HIV diagnoses, patient data released in Florida health department hack

TALLAHASSEE — Floridians’ recent HIV test results, detailed doctors’ notes and immunization and virus testing records were among thousands of state health department files seized by hackers — and released on the dark web last week.

Posted online are more than 20,000 files with some Floridians’ most sensitive information: lab results, signed medical release forms, workers compensation records and COVID-19 diagnoses. One file included a photo of a person’s passport. Another file is a woman’s negative mammogram result.

Many of the records include patients’ full names, dates of birth, addresses, Social Security numbers and insurance information. Most records are dated 2023 and 2024.

Florida Department of Health officials say they will be notifying patients whose personal information was illegally released.

The cyberattack was carried out by the international hacker group RansomHub, which demanded the state pay an undisclosed sum to prevent the release of the records. The state has a policy of not paying ransoms, and RansomHub released the files on its website on the dark web late last week.

The dark web is a subset of the internet used by people and groups to hide their locations and identities. It is not easily accessible.

The incident appears to be one of the worst data breaches in Florida’s history and far more extensive than officials in Gov. Ron DeSantis’ administration first acknowledged.

Last week, a Department of Health spokesperson waited more than three days to respond to inquiries from the Times/Herald about the hacking, then said that it suffered “a potential cyber incident” at the state’s online Vital Statistics system, used to issue birth and death certificates. That system remains down, frustrating Floridians needing to bury or cremate loved ones.

But many of the records released by the hackers are detailed test results labeled as coming from the Department of Health’s Bureau of Public Health Laboratories.

Three labs, in Jacksonville, Tampa and Miami, conduct tests for health departments and hospitals, including for infectious diseases such as HIV, hepatitis and COVID-19.

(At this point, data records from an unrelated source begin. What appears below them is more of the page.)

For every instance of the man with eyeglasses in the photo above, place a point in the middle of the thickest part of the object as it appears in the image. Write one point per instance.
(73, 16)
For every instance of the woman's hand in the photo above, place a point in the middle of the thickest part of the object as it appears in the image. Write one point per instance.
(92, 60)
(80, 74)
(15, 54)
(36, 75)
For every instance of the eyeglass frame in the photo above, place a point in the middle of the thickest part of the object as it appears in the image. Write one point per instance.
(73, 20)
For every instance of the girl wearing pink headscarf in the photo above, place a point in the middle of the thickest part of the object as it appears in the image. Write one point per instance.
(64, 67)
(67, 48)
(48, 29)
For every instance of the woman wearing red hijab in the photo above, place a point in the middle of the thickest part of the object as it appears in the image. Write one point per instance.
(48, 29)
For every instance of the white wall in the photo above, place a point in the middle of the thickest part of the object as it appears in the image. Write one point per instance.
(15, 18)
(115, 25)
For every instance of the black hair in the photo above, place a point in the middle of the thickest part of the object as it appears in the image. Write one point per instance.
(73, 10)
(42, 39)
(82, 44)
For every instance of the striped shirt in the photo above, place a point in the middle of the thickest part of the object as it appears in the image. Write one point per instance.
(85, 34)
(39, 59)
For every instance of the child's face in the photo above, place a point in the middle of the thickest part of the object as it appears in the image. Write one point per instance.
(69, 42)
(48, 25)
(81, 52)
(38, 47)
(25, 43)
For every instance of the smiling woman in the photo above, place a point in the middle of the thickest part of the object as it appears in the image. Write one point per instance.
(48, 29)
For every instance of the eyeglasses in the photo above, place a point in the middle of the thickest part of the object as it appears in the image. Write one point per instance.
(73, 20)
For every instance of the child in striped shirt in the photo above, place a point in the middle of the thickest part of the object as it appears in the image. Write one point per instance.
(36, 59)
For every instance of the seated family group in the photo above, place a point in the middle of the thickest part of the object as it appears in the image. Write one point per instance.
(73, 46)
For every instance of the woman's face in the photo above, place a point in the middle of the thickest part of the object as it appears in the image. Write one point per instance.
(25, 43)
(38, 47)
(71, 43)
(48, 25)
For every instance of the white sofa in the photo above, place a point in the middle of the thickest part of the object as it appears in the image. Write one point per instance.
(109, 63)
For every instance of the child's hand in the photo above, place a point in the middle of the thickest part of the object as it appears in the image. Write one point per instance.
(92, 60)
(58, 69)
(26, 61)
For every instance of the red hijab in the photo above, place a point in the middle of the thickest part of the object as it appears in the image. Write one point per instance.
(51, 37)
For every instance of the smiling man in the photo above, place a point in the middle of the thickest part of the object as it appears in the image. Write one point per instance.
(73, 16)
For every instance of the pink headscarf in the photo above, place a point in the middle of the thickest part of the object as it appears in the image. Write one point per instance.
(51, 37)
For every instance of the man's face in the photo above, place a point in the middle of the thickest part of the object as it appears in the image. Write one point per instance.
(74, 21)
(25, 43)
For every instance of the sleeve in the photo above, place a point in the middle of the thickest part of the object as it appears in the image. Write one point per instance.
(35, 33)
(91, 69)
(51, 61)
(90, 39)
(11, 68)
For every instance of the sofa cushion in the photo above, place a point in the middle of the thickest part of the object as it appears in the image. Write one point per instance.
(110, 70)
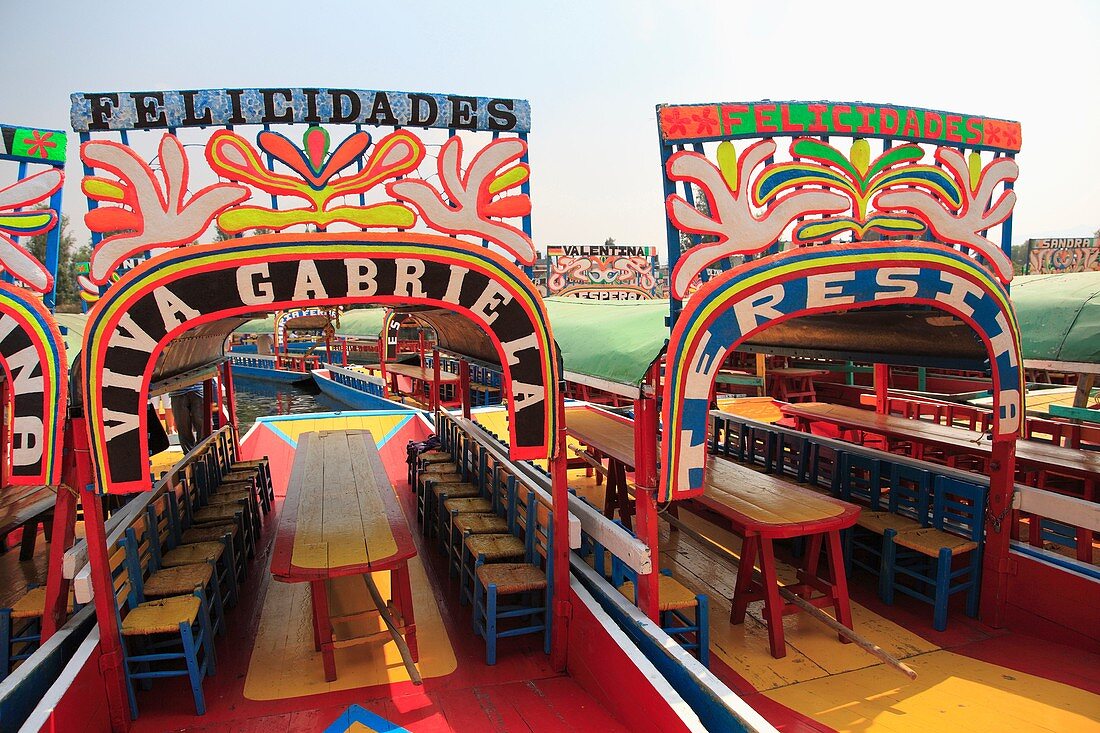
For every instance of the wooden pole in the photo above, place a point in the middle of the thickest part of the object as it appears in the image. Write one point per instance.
(402, 646)
(813, 611)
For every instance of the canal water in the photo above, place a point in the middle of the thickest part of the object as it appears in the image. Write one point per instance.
(260, 397)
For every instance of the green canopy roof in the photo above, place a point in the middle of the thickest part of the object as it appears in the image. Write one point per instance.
(361, 324)
(1059, 316)
(608, 340)
(257, 326)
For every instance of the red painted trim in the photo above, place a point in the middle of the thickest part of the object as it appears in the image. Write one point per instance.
(604, 670)
(283, 567)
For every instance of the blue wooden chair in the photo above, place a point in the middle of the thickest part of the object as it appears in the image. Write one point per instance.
(674, 599)
(861, 480)
(167, 630)
(529, 588)
(479, 549)
(906, 510)
(21, 627)
(168, 551)
(927, 556)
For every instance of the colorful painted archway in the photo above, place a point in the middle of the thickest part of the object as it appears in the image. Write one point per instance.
(33, 357)
(735, 306)
(169, 294)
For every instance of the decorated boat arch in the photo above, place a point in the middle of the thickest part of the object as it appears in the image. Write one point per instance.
(31, 347)
(781, 216)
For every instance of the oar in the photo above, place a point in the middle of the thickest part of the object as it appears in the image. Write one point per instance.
(857, 638)
(402, 646)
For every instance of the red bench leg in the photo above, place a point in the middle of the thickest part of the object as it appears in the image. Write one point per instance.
(810, 566)
(402, 590)
(743, 589)
(322, 627)
(772, 603)
(840, 603)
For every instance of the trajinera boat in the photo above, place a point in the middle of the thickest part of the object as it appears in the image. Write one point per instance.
(470, 560)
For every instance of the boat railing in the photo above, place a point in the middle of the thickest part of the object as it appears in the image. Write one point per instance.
(358, 380)
(1069, 513)
(253, 360)
(583, 516)
(75, 565)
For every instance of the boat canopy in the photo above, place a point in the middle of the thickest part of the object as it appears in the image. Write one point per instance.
(1059, 318)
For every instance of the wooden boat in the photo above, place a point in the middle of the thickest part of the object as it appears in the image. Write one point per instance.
(371, 565)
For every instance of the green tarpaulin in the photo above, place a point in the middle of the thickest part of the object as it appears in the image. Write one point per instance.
(613, 340)
(360, 324)
(1059, 316)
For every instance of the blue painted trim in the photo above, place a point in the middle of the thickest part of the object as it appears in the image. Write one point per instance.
(363, 717)
(1059, 561)
(268, 374)
(711, 712)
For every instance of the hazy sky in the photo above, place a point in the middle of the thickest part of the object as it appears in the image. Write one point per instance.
(593, 73)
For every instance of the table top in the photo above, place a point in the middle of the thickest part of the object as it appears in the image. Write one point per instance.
(340, 516)
(609, 434)
(420, 373)
(769, 504)
(1078, 462)
(795, 371)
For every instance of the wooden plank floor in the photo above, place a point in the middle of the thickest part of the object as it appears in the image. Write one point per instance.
(521, 692)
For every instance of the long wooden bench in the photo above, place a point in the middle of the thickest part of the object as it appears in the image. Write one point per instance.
(341, 517)
(25, 506)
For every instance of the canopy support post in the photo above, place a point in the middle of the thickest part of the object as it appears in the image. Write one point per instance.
(464, 386)
(63, 535)
(436, 396)
(562, 609)
(111, 659)
(227, 382)
(997, 564)
(645, 480)
(881, 389)
(208, 396)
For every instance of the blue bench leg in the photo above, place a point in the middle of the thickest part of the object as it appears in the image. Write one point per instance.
(889, 557)
(703, 619)
(943, 583)
(491, 625)
(974, 595)
(194, 674)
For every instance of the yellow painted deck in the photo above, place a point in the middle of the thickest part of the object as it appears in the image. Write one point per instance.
(284, 664)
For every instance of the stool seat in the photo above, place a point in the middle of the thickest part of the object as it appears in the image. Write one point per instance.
(191, 554)
(673, 594)
(512, 577)
(33, 604)
(161, 616)
(179, 580)
(481, 524)
(470, 504)
(931, 540)
(207, 533)
(495, 548)
(879, 522)
(217, 514)
(454, 490)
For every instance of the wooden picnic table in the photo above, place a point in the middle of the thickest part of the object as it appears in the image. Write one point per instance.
(609, 436)
(1037, 456)
(792, 383)
(762, 507)
(341, 517)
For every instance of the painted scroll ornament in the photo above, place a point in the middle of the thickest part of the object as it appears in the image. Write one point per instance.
(149, 216)
(727, 188)
(317, 181)
(976, 212)
(473, 200)
(13, 223)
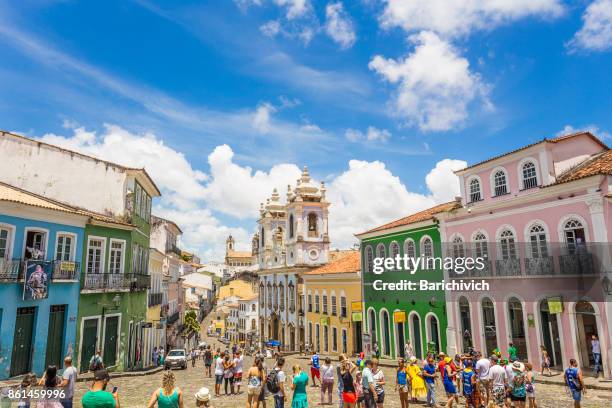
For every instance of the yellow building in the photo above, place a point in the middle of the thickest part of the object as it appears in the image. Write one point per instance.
(333, 306)
(237, 287)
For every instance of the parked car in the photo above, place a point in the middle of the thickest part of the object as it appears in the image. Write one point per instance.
(176, 358)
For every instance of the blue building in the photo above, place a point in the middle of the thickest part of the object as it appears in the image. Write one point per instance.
(41, 245)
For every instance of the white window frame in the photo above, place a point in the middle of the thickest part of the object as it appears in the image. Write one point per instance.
(71, 235)
(110, 252)
(10, 240)
(102, 255)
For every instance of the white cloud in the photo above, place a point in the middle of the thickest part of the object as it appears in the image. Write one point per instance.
(460, 17)
(595, 130)
(436, 85)
(596, 32)
(261, 117)
(339, 25)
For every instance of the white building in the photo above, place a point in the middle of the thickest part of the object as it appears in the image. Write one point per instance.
(292, 238)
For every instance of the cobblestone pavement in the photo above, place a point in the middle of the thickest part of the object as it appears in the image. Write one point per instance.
(135, 391)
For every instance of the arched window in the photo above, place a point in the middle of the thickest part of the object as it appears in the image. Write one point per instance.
(500, 183)
(537, 241)
(507, 244)
(409, 248)
(574, 235)
(475, 194)
(312, 225)
(530, 178)
(369, 261)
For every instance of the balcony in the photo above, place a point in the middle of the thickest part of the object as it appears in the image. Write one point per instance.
(539, 266)
(138, 281)
(11, 270)
(155, 299)
(105, 282)
(66, 270)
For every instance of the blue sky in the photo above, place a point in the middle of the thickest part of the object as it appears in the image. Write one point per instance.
(369, 94)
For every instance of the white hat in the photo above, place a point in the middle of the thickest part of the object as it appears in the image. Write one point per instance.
(203, 394)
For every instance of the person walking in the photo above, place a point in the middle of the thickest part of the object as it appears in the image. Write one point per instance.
(348, 396)
(530, 385)
(417, 383)
(238, 364)
(401, 382)
(97, 396)
(379, 383)
(69, 377)
(575, 382)
(327, 381)
(596, 350)
(255, 381)
(169, 395)
(429, 374)
(298, 385)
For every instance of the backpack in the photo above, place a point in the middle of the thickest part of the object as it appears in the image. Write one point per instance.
(272, 382)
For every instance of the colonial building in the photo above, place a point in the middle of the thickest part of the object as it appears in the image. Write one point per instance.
(540, 216)
(396, 317)
(112, 305)
(334, 306)
(292, 238)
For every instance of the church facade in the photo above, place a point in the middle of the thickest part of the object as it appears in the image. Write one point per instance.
(292, 239)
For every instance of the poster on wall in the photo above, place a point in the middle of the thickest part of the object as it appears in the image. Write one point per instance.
(37, 277)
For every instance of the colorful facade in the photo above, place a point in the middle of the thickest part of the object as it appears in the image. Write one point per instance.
(540, 216)
(396, 317)
(333, 306)
(37, 320)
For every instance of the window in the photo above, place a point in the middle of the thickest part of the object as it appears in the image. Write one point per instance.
(116, 257)
(369, 259)
(343, 311)
(537, 242)
(507, 244)
(530, 179)
(5, 250)
(475, 190)
(312, 225)
(334, 339)
(334, 305)
(500, 183)
(95, 255)
(409, 248)
(64, 247)
(324, 303)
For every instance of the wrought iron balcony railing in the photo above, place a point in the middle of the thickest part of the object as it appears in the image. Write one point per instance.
(66, 270)
(11, 270)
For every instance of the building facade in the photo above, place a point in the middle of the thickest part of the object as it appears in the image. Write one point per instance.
(41, 245)
(397, 317)
(540, 213)
(334, 319)
(292, 238)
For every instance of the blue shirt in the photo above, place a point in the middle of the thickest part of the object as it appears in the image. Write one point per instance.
(315, 361)
(430, 369)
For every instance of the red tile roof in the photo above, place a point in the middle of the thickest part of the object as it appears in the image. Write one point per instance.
(347, 264)
(424, 215)
(545, 140)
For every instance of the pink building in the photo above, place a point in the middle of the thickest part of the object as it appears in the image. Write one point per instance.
(541, 216)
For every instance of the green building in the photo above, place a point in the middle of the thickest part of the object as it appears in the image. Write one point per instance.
(394, 317)
(114, 284)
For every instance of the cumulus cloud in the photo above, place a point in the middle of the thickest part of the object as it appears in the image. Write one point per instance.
(435, 84)
(460, 17)
(596, 32)
(339, 25)
(371, 135)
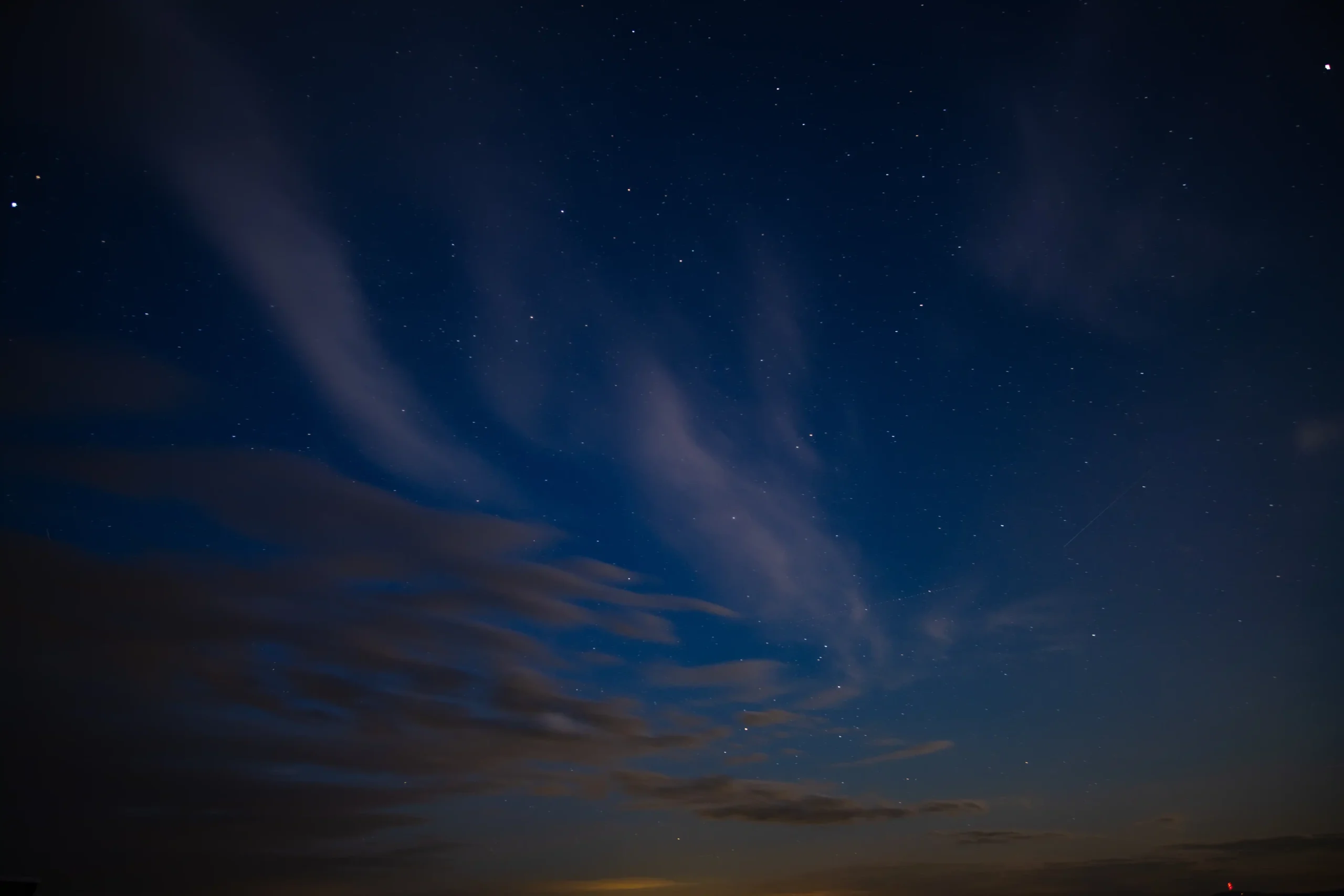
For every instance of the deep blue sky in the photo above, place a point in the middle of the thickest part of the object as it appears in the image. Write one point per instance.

The files include names and in some cases intimate details written by doctors and nurses, such as one patient who was admitted to a South Florida hospital with multiple symptoms. Some people who tested positive or negative for hepatitis, dengue fever, salmonella, rabies and COVID-19 are included in the files.

The records appear far from a comprehensive list of everyone in the state who tested positive for those diseases. Most records viewed by the Times/Herald involve patients and hospitals in Broward County.

As the state’s public health agency, the Florida Department of Health, led by Surgeon General Joseph Ladapo, holds some of the state’s most sensitive information, including COVID-19 vaccine records, prescriptions for controlled substances and medical marijuana patient data.

None of that information appears in the records in a comprehensive format. Instead, the roughly 20,700 records are a hodgepodge of PDFs, document files, slideshows and spreadsheets. The Times/Herald viewed at most a couple hundred files to understand what type of information was stolen and released.

A health department employee’s workers compensation form is among the files, as well as detailed records about one woman’s premature birth in Broward County. The cybersecurity blog DataBreaches.net found in the files parents’ completed applications, with their Social Security numbers and expected delivery dates, for Florida’s Healthy Start Program, which provides Medicaid for new and expectant mothers.

But many, if not most, of the records appear to be harmless internal Department of Health information that might be considered a public record under state law: employee time off requests, expense reports, contracts, tattoo artist license applications and talking points about the state’s youth tobacco prevention campaign.

State response

When a person’s personal data is illegally released, state agencies have to notify the victim “as expeditiously as practicable and without unreasonable delay,” while taking into account the time needed to assess the breach and identify victims, according to state law.

Because the hacked files often aren’t labeled with a patient’s name, officials might face a painstaking task of opening each and looking for names and information.

“Any affected parties will be notified as a comprehensive assessment of the situation is completed,” Department of Health spokesperson Jae Williams said in a statement.

In the meantime, Williams said department health care providers are encouraged “to stay attentive to alerts from the Department and follow those best practices disseminated to secure data.”

Williams said the breach was part of a national wave of cyberattacks on health care providers. This week, RansomHub claimed to steal data from the pharmacy chain RiteAid. Earlier this year, hackers paralyzed the largest U.S. medical billing and payment system in the country, a subsidiary of UnitedHealth Group.

DeSantis’ administration in recent years has struggled to manage the surge in cyberattacks.

In the last three years, information on more than 10 million Floridians — equivalent to nearly half of the state’s population — has been exposed to hackers during breaches at state agencies, according to annual reports filed by the attorney general’s office. In many of those cases, Florida offered credit monitoring services to victims.

Times/Herald Tallahassee bureau reporter Alexandra Glorioso contributed to this report.